Technology Upgradation Fund Scheme (TUFS)
Benefits not reaching small units effectively.
Production-Linked Incentive (PLI) Scheme
Capital-intensive, difficult for small players to qualify.
Skill India Mission
Potentially useful but needs better execution at the cluster level.
Expert Recommendations:
Introduce dedicated tech-upgradation support for MSMEs.
Create financial aggregation platforms to pool investments and improve credit access.
Improve transport and buyer engagement infrastructure.
Growth Opportunities
Opportunity
Potential Benefit
$100 Billion Export Target by 2030
Tiruppur can significantly contribute with right support.
India-UK Free Trade Agreement
Improved market access and export incentives.
Workforce Upskilling
Training initiatives can bridge skill gaps and improve productivity.
Domestic Demand Surge
Rising awareness and demand for Indian-made apparel can drive local sales.
Strategic Recommendations
MSME-Centric Policies: Develop financial models and incentives suited to the capital structure of small and medium units.
Tech & Automation: Provide subsidized loans or shared infrastructure for modern machinery and digitalization.
Worker Retention Schemes: Introduce seasonal worker welfare programs and incentives to ensure migrant worker return.
Logistics and Access: Upgrade roads, digital connectivity, and facilitate buyer visits through regional trade centers.

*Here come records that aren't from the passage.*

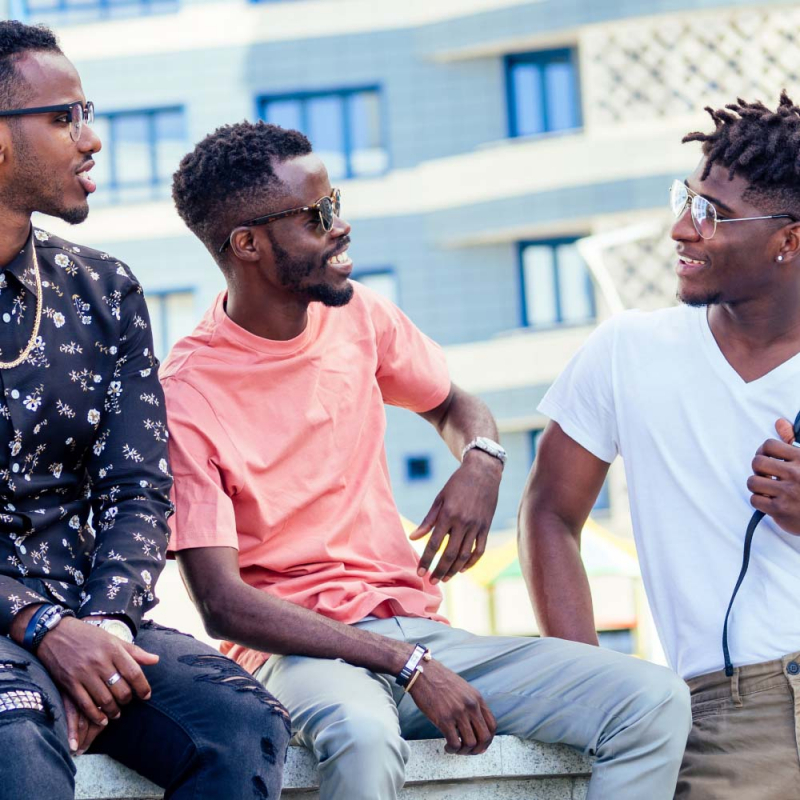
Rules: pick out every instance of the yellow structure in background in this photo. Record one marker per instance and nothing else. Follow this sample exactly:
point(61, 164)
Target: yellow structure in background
point(491, 598)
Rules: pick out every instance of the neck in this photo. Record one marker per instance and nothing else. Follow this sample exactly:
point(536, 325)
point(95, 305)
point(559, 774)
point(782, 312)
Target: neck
point(761, 323)
point(14, 232)
point(278, 318)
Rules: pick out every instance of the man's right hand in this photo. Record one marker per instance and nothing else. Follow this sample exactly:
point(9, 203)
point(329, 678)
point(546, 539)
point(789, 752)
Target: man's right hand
point(457, 709)
point(80, 658)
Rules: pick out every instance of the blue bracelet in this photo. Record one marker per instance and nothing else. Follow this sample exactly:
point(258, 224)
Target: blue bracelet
point(30, 630)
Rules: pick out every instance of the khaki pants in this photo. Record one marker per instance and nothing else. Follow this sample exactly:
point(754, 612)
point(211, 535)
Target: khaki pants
point(631, 715)
point(745, 739)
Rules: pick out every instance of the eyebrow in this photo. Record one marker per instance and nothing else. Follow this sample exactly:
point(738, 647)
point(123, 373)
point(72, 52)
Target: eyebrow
point(711, 199)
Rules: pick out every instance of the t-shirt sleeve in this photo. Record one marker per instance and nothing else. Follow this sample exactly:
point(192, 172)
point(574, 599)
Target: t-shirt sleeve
point(204, 514)
point(581, 400)
point(412, 371)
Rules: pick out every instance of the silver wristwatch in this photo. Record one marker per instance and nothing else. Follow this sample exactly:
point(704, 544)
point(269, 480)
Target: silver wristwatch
point(488, 446)
point(116, 627)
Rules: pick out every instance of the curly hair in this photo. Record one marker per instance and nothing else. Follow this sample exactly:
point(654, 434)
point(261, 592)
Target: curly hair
point(760, 145)
point(230, 177)
point(16, 39)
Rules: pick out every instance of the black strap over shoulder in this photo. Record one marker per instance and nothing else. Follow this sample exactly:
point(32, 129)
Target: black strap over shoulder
point(748, 543)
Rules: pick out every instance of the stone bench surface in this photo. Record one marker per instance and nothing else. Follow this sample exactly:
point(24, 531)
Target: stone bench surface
point(510, 768)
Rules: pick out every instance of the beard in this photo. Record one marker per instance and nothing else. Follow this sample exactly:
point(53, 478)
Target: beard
point(293, 271)
point(700, 301)
point(35, 188)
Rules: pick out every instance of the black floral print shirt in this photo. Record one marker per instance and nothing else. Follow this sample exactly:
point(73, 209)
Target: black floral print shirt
point(84, 478)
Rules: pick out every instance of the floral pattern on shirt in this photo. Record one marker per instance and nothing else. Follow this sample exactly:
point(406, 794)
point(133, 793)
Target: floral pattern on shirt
point(84, 477)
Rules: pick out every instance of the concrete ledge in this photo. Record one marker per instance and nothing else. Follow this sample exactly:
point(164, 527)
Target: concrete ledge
point(510, 769)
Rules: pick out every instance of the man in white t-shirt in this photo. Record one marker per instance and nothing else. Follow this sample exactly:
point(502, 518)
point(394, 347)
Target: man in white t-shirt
point(692, 398)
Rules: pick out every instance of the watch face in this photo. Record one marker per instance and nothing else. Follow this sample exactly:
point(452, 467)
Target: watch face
point(117, 628)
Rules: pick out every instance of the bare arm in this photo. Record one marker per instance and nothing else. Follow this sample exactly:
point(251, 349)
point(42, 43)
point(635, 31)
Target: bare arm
point(460, 418)
point(464, 509)
point(233, 610)
point(558, 497)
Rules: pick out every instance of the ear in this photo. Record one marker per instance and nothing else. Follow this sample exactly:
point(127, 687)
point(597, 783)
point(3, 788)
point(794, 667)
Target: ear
point(788, 242)
point(5, 143)
point(245, 246)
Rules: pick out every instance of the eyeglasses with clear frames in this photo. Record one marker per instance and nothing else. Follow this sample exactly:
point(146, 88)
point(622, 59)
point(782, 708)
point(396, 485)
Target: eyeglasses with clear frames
point(77, 115)
point(704, 213)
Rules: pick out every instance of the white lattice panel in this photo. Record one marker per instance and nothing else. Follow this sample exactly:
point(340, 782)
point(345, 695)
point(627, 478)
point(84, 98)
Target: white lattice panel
point(666, 66)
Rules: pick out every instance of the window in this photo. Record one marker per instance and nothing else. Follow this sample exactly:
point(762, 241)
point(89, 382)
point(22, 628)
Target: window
point(418, 468)
point(171, 317)
point(603, 502)
point(141, 150)
point(542, 91)
point(382, 281)
point(557, 288)
point(344, 126)
point(75, 11)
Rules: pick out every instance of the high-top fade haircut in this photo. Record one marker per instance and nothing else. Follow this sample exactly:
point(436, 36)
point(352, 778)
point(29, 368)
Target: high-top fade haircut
point(17, 39)
point(760, 145)
point(230, 177)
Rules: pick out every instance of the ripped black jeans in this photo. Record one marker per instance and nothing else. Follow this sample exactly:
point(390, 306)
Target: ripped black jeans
point(210, 731)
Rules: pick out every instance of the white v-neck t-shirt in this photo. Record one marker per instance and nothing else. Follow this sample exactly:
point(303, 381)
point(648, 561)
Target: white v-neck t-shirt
point(656, 389)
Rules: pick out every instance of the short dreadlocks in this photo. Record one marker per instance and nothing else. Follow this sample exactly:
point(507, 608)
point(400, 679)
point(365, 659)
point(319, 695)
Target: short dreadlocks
point(760, 145)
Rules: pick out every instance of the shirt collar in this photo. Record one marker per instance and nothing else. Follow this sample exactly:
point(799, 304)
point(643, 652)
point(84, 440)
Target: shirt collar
point(21, 267)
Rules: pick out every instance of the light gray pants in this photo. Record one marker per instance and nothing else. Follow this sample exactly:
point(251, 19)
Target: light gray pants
point(632, 715)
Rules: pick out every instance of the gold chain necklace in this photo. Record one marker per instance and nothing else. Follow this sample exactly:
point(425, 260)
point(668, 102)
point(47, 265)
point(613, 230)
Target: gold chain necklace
point(37, 320)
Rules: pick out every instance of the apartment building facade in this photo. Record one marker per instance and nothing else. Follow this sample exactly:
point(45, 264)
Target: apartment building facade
point(476, 142)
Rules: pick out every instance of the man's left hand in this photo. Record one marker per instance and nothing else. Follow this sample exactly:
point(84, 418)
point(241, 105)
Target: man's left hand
point(463, 512)
point(775, 483)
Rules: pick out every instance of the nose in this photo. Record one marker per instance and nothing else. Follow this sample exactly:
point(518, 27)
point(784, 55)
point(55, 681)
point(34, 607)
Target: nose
point(89, 141)
point(341, 227)
point(683, 228)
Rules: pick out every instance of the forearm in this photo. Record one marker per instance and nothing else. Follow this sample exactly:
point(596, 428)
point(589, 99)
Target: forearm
point(463, 418)
point(248, 616)
point(549, 553)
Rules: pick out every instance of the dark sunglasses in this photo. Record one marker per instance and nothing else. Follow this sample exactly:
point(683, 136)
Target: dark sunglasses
point(327, 208)
point(77, 112)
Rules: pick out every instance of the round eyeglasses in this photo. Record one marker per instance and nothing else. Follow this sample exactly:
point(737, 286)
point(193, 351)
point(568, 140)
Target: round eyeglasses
point(327, 207)
point(704, 213)
point(76, 114)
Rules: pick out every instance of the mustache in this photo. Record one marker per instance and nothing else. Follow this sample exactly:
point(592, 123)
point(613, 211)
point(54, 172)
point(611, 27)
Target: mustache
point(343, 242)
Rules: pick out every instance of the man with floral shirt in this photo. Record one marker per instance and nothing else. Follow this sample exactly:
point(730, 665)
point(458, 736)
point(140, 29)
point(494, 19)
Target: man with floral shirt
point(84, 492)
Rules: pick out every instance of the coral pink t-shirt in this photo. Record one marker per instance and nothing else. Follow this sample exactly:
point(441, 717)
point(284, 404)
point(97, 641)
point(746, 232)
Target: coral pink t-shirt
point(277, 449)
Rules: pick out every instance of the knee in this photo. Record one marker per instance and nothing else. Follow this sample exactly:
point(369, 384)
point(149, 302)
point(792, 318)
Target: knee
point(362, 736)
point(259, 721)
point(29, 729)
point(665, 697)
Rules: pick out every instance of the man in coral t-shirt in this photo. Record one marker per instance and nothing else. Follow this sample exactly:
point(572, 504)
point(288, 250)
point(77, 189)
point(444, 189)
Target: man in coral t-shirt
point(286, 530)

Global Positioning: Market Tiruppur as a sustainable and reliable sourcing destination under a unified textile export brand.
Conclusion
Tiruppur remains a cornerstone of India’s textile export strategy, but it stands at a crossroads. With targeted government support, infrastructure improvements, and empowerment of MSMEs, it can not only retain its leadership but also expand its footprint in the global apparel market. If well-leveraged, the cluster can be a model for balanced industrial growth—rooted in tradition, yet equipped for the future.